“Then the Lord said to Moses, ‘See, I have chosen Bezalel son of Uri, the son of Hur, of the tribe of Judah, and I have filled him with the Spirit of God, with wisdom, with understanding, with knowledge and with all kinds of skills—to make artistic designs for work in gold, silver and bronze, to cut and set stones, to work in wood, and to engage in all kinds of crafts.'” Exodus 31:1-5 (NIV)
In this somewhat obscure passage in the book of Exodus, we meet a man named Bezalel who God is calling to create the Tabernacle of the Lord. This was an incredible call and responsibility, for the Tabernacle was meant to be the physical place in which God met with His people as well as home to the Ark of the Covenant, the beautiful, gold-covered chest containing the stone tablets in which God had inscribed the Ten Commandments.
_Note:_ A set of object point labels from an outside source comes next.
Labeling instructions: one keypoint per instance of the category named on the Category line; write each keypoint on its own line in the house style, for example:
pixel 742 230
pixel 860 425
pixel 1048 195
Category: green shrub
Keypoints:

God chooses Bezalel to do the hard, God-like work of creating the Tabernacle. But before Bezalel gets to work “to make artistic designs for work in gold, silver and bronze, to cut and set stones, to work in wood, and to engage in all kinds of crafts,” we are told that God had to first “[fill Bezalel] with the Spirit of God.” Fascinating! Why would Bezalel need God’s Spirit in order to create? Because God is the first entrepreneur, the source of all creativity, and the originator of our ability to make something of value out of the raw materials of this world. In order for Bezalel to fulfill his call to create, he needed more of God’s likeness.
It’s interesting to note that the Tabernacle was meant to be a physical representation of the way the world ought to be, with God at the center of it. The design of the interior of the Tabernacle pointed worshippers to the Holy of Holies, an interior room in which the Israelites believed God physically existed. The Tabernacle was essentially its own world, with everything pointing towards God. So when God called Bezalel to create the Tabernacle, He was inviting him to mimic God’s creation of earth, thus bringing glory to God by emulating his creative Spirit.
When you and I create—when we launch new businesses, write new books, compose new songs, build new things, create new art—we aren’t doing something “secular.” We are imitating (albeit in a quite imperfect way) the work of the First Entrepreneur. Creativity is not a fringe thing. It is central to who God is, and who we are as His image-bearers.